Me voyant dégénérer et moisir
sur pied, elle songea à se dédouaner de sa faible présence
en m’offrant un chien qui étrangement lui ressemblait beaucoup.
D’ailleurs il s’agissait d’une chienne. Cela a donné
un sens à mes journée désespérément
vide: je la nourrissais, l’engueulais, la faisais chier devant
le portail du couple de retraité dont la femme me crie dessus
quoiqu’il arrive: bref, je m’en occupais comme d’une
femme. Elle me faisait rire avec ses mimiques interrogatives, son air
innocent et ses pets furtifs. Elle me léchait la main, vomissait
sous l’escalier et aboyait dès que je tentais de faire
la sieste. Pourtant l’hiver persistait malgré les petits
mots attentif et toujours gentils que ma femme m’envoyait par
le biais de sa mailing list.
J’ai commencé moi aussi à me laisser
aller à de sournoises flatulences, à manger dans la gamelle
du chien et à chier devant la porte de la voisine. Puis après,
j’ai arrêté, je ne sortais plus trop de mon appartement,
ma copine faisant les courses et nettoyant nos déjections sous
l’escalier.
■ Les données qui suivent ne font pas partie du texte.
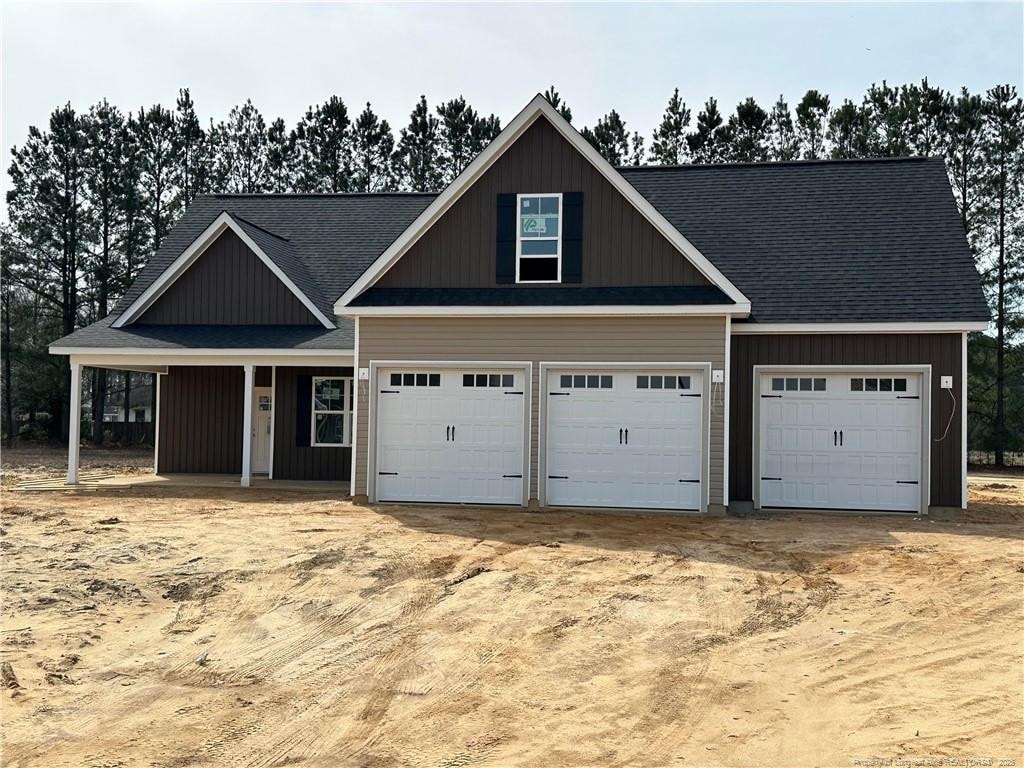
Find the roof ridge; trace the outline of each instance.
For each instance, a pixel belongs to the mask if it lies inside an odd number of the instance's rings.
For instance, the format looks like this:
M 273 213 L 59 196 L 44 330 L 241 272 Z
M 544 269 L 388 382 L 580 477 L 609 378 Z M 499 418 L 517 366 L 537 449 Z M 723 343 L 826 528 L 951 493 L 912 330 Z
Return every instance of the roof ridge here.
M 896 158 L 816 158 L 814 160 L 763 160 L 728 163 L 677 163 L 667 165 L 627 165 L 615 168 L 620 173 L 633 171 L 666 171 L 689 168 L 778 168 L 780 166 L 855 165 L 888 163 L 926 163 L 942 161 L 938 156 L 901 156 Z M 944 161 L 943 161 L 944 162 Z

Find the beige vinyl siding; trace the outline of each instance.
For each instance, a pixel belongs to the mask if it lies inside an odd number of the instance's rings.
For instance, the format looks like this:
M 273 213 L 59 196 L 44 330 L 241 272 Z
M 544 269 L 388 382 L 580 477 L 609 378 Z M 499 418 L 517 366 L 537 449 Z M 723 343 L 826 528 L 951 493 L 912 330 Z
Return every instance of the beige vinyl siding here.
M 361 368 L 385 360 L 532 362 L 529 497 L 537 499 L 541 362 L 710 362 L 724 369 L 725 317 L 364 316 L 358 349 Z M 370 384 L 358 382 L 356 494 L 368 493 Z M 710 382 L 706 391 L 711 397 Z M 711 415 L 711 504 L 722 504 L 723 411 L 720 395 Z

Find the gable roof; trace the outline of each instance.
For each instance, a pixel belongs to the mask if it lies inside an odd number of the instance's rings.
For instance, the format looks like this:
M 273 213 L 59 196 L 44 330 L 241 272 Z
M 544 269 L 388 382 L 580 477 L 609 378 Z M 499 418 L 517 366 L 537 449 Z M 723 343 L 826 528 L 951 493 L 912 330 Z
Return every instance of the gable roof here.
M 621 172 L 750 297 L 752 321 L 989 319 L 939 158 Z
M 674 227 L 656 208 L 635 188 L 570 126 L 542 94 L 538 93 L 528 104 L 502 130 L 487 146 L 450 183 L 430 205 L 417 216 L 406 230 L 388 246 L 374 263 L 346 290 L 334 305 L 337 313 L 351 306 L 353 299 L 374 285 L 431 226 L 433 226 L 456 201 L 472 186 L 492 165 L 538 120 L 547 120 L 611 185 L 631 203 L 675 248 L 697 268 L 709 282 L 721 289 L 735 309 L 745 314 L 750 310 L 746 297 L 700 251 Z M 730 307 L 731 309 L 731 307 Z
Elle s’est montré relativement compréhensive
jusqu’au jour où j’ai mangé la chaussure de
son amant après avoir pissé sur son manteau. Alors, après
m’avoir corrigé avec un journal, elle m’a traîné
de force pour que je trouve un emploi. Bien que nous nous soyons séparé
depuis, je lui en suis très reconnaissant, car aujourd’hui,
je vis au grand jour ma passion pour cette chienne qui tout en véhiculant
toute la candeur de mon ex ne m’en rappele pas les mauvais côtés.
En plus nous travaillons ensemble maintenant, dans la sécurité.
Le vigile est un brave homme, du moins tant qu’on ne pisse pas
n’importe où.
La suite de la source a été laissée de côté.